The media are reporting that one Frenchman's case represented a “right to die” fight. But, in their language, they’re overlooking that his story stood for something else: the right to live.
On July 11, outlets broke the news that 42-year-old Vincent Lambert had passed away after being denied food and water for nine days. Left a quadriplegic with serious brain damage after a traffic accident more than 10 years ago, Lambert needed a feeding tube, but could breathe on his own. He was heavily sedated by French doctors as he died, in a move that divided not only France but also Lambert’s family.

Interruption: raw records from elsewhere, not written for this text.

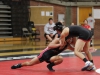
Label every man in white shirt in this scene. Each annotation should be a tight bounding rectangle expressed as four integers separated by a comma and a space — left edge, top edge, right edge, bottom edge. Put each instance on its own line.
87, 14, 95, 34
44, 18, 57, 41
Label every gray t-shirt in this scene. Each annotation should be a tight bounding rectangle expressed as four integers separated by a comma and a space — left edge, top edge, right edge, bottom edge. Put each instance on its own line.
87, 17, 95, 28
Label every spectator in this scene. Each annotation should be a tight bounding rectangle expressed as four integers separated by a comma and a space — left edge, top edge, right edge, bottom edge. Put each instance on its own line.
87, 14, 95, 35
44, 18, 57, 41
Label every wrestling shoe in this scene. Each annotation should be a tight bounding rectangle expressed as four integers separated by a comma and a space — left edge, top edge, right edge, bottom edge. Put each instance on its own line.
47, 64, 55, 72
86, 65, 96, 71
81, 61, 93, 71
11, 64, 22, 69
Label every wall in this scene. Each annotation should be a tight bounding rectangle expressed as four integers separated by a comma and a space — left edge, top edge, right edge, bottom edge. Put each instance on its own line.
30, 1, 66, 40
30, 1, 100, 40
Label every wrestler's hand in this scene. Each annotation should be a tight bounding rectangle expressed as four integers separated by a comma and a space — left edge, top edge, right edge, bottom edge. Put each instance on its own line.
60, 38, 65, 46
59, 39, 65, 49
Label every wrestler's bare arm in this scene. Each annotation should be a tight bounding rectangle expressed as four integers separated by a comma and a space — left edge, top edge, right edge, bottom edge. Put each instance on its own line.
48, 38, 60, 48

As devout Catholics, his parents fought for their son as a disabled man. Lambert’s wife, Rachel, argued that he would have wanted to die if his life meant being in a “vegetative state.” His siblings were divided too – as well as French citizens, the courts, and even international leaders.
His plight, media outlets reported, represented the “right to die.”
Following his death, a New York Times headline announced, “Vincent Lambert, Frenchman at Center of Right-to-Die Case, Dies at 42.”
He passed away “after an intense family dispute over his fate that led to years of legal battles and put him at the center of right-to-die debates,” wrote reporter Aurelien Breeden.
But others stressed that Lambert’s case was more so about the right to live – and the intrinsic value of life.
While president Emmanuel Macron refused to intervene, Pope Francis voiced his position on Twitter. On July 10, the pontiff tweeted, “We pray for the sick who are abandoned and left to die.”
“A society is human if it protects life, every life, from its beginning to its natural end, without choosing who is worthy to live or who is not,” he urged. “Doctors should serve life, not take it away.”
A day later, following Lambert’s death, he prayed, “May God the Father welcome Vincent Lambert in His arms. Let us not build a civilization that discards persons those whose lives we no longer consider to be worthy of living: every life is valuable, always.”
Catholic Church doctrine teaches that “Discontinuing medical procedures that are burdensome, dangerous, extraordinary, or disproportionate to the expected outcome can be legitimate.” But nutrition and hydration are usually considered “ordinary” rather than “extraordinary.” Catholics draw the distinction between whether a withdrawal of food and water allows someone to die or actually kills the person. The latter is forbidden.
Others also chimed in.
Alongside the pope, Cardinal Timothy Dolan, archbishop of New York, tweeted, “We are all God’s children, made in His image. We must respect the dignity and sanctity of human life, regardless of race, economic status, or condition.”
EWTN host Matt Swaim typed, “Vincent Lambert was not ‘taken off life support.’ He was starved and dehydrated for a week by the state until he died.”
“If this were suggested as a form of capital punishment, it would be rejected by the courts as cruel and unusual,” he concluded.
Pro-life leaders also chimed in.
Commentator and author Obianuju Ekeocha added, “#VincentLambert has been killed by French court order. I repeat, Vincent Lambert has been killed.”
Lila Rose, the founder and president of pro-life group Live Action tweeted, “May he Rest In Peace. And may all of us who are living—who have the health and freedom to speak—work tirelessly so that this crime against humanity is never committed again.”
Days before, she called his treatment “horrific.”
“Food, water are basic necessities. Starving or dehydrating a patient to death is immoral & barbaric,” she stressed. In another tweet, she repeated, “Food & water are basic necessities-NOT ‘life support.’ We don’t even treat animals this way.”
One American News chief White House correspondent Emerald Robinson shared a video of “More than 1,500 people” who “gathered in silence at this church to mourn the death of Vincent Lambert - murdered by the French authorities by starvation.”
“May God bless him and keep him,” she added.
That’s because death, after all, just marks the end of life here on Earth.